Cloud Computing Stack and Service Classification
The term ‘cloud computing’ is still interpreted as a reincarnation of grid computing. However, the latest concept of cloud computing aims at centralized provisioning of computational resources to multiple remote clients.
Clouds consist of pools of easily usable and accessible virtualized resources like hardware, development platforms, and services. This pool of resources is utilized by a pay-per-use model in which guarantees are offered by the Infrastructure Provider by means of customized SLAs. These resources can be optimally utilized according to a variable load scale. This paradigm has helped many businesses to cut down upfront infrastructure investments and maintenance costs.

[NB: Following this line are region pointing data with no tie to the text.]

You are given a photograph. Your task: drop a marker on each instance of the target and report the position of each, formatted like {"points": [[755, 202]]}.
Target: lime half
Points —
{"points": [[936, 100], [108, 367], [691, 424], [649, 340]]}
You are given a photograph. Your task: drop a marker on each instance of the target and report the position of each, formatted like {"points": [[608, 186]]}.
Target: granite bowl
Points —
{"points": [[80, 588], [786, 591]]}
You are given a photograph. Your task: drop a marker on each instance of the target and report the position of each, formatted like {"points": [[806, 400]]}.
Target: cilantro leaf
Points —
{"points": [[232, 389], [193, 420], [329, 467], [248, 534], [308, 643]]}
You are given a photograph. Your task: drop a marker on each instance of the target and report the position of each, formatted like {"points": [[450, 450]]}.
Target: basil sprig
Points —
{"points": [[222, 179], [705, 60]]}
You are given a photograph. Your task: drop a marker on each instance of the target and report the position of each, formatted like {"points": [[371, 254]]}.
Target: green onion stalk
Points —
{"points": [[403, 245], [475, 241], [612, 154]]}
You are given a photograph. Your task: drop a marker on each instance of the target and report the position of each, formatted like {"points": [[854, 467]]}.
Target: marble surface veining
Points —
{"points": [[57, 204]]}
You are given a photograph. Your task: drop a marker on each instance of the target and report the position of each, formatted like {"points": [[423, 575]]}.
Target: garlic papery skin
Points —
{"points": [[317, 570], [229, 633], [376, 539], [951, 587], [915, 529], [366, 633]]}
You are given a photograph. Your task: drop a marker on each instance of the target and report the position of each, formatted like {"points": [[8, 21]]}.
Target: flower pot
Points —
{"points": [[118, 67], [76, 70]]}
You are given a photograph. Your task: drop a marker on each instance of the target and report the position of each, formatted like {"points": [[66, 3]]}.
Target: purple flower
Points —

In order to serve multiple customers, cloud computing offers on-demand self service over broad network access using a multi-tenant model. Here, the users have no control or knowledge of the physical placement of the data. Some of the important capabilities of cloud computing include its scaling capability to provide computational and storage resources in line with the demand. There are two other models, namely service models and deployment models that are important for understanding the cloud computing paradigm. The three widely adopted service models for cloud computing is mentioned below:
- Software as a Service (SaaS) – The user can use the provider’s applications deployed on a cloud infrastructure. In this case, only a limited set of configuration controls are made available.
- Platform as a Service (PaaS) – It offers a wider range of capabilities for the user, including the deployment of applications created and acquired by the user. However, the user does not have control of the underlying computing infrastructure.
- Infrastructure as a Service (IaaS) – The user can use the allocated resources to develop, deploy, and run arbitrary software. The user has the control over the provisioned resources; however, doesn’t have any control over the underlying cloud management infrastructure.
There are four generic types of cloud deployment models: private clouds, public clouds, community clouds and hybrid clouds. In the private clouds, the customer has the potential to fully control the hardware, network and software components, whereas in the latter case, the cloud deployment infrastructure limits the capabilities of the client to monitor and control the infrastructure.